Tentu bisa kita bayangkan, jika saat distilasi di laboratorium saja memerlukan bahan bakar dalam jumlah tertentu hanya untuk menghasilkan beberapa tetes air, lalu berapa banyak energi untuk menghasilkan 115 juta meter kubik air per hari?
Tentu dari titik ini, suka tidak suka, pengolahan yang berbasis suhu, akan menghasilkan masalah lain yaitu emisi karbon.
Karena dasar inilah, pengolahan air dengan teknologi desalinasi berbasis membrane, menguasai lebih dari 74% desalinasi global.
Karena tentu saja, kita tidak ingin, menyelesaikan masalah dengan menimbulkan masalah lain, bukan?
Penggunaan Air dari Hasil Desalinasi
Lebih dari 75% air yang terolah menggunakan teknologi desalinasi berguna untuk mencukupi kebutuhan air minum, sementara 20% sisanya untuk industri.
Data ini memberikan gambaran pada kita bagaimana fenomena terkait pertambahan penduduk dan juga urbanisasi mempengaruhi interaksi manusia dengan air.
Bahkan negara-negara TImur Tengah sangat bergantung dengan desalinasi sebagai sumber utama untuk mencukupi kebutuhan air untuk keseharian mereka.
Karena kita tahu bahwa negara-negara di wilayah tersebut kebanyakan beriklim gurun yang tentu kadar curah hujan tiap tahunnya sangat sedikit.
Vegetasi juga jarang tumbuh, yang menyebabkan jarang terdapat penampungan air yang terbentuk secara alami di dalam tanah.
Satu-satunya sumber air terdekat yang senatiasa tersedia sepanjang tahun adalah air laut, dan desalinasi adalah jawabannya.
Sementara di sisi lain, negara dengan curah hujan yang mencukup serta kondisi geografis yang masih memiliki gunung api, lebih banyak memanfaatkan air hasil desalinasi untuk keperluan industri.
Sebut saja, China, Taiwan, Korea Selatan, India, Brazil dan termasuk Indonesia, merupakan negara-negara yang menggunakan desalinasi untuk mencukupi kebutuhan industri.
Efisiensi Desalinasi Menggunakan Membran
Air dari pengolahan hasil teknologi desalinasi sekarang sudah mengalami penurunan harga yang cukup signifikan.
Harga tersebut dapat ditekan karena adanya teknologi pada membran yang semakin berkembang.
Akibat dari adanya perkembangan pada teknologi membran tersebut, konsumsi energi cukup ikut menurun selama 20 tahun terakhir.
Penurunan konsumsi energi bahkan bisa tergolong signifikan dengan angka 50% dari sebelumnya.
Dari teknologi berbasis membran juga, tentunya selain mengurangi konsumsi, efek lainnya adalah potensi untuk dapat menekan jejak karbon.

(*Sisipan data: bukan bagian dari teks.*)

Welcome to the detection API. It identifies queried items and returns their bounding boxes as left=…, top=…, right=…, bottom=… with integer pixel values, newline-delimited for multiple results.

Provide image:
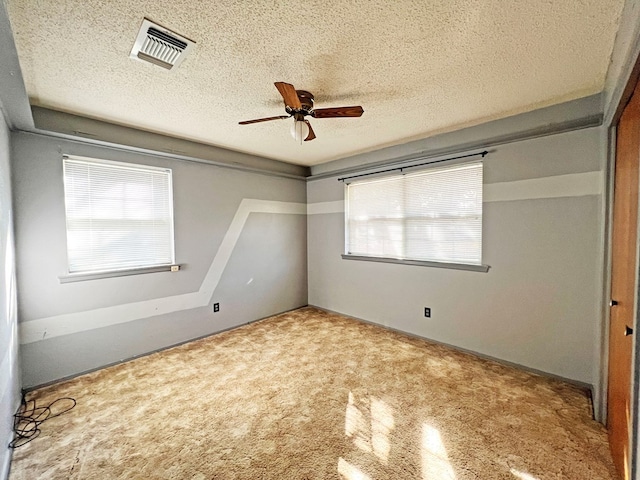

Yang mana, sebagaimana kita ketahui bersama, bahwa salah satu ancaman paling nyata terhadap krisis air bersih adalah perubahan iklim.
Peningkatan suhu pada bumi menyebabkan berbagai kemungkinan bencana seperti banjir dan juga kemarau panjang.
Keduanya dapat memberikan akibat yang signifikan pada persediaan sumber air bersih yang tersedia, seperti sungai, danau dan semisalnya.
Tantangan pada Desalinasi Berbasis Membran
“Tidak ada gading yang tak retak” sepertinya itulah pepatah yang paling tepat untuk menggambarkan teknologi desalinasi menggunakan membran.
Meski telah kita bahas sebelumnya, bagaimana desalinasi dengan menggunakan membran dapat memberikan dampak positif, tapi bukan berarti tidak ada tantangan pada operasional.
Membran, akan sangat tergantung dari kondisi air baku yang masuk dengan segala kontaminan yang ada di dalamnya.
Artinya dengan kondisi air baku yang memiliki kontaminan tinggi, maka membran akan lebih cepat kotor dan tersumbat.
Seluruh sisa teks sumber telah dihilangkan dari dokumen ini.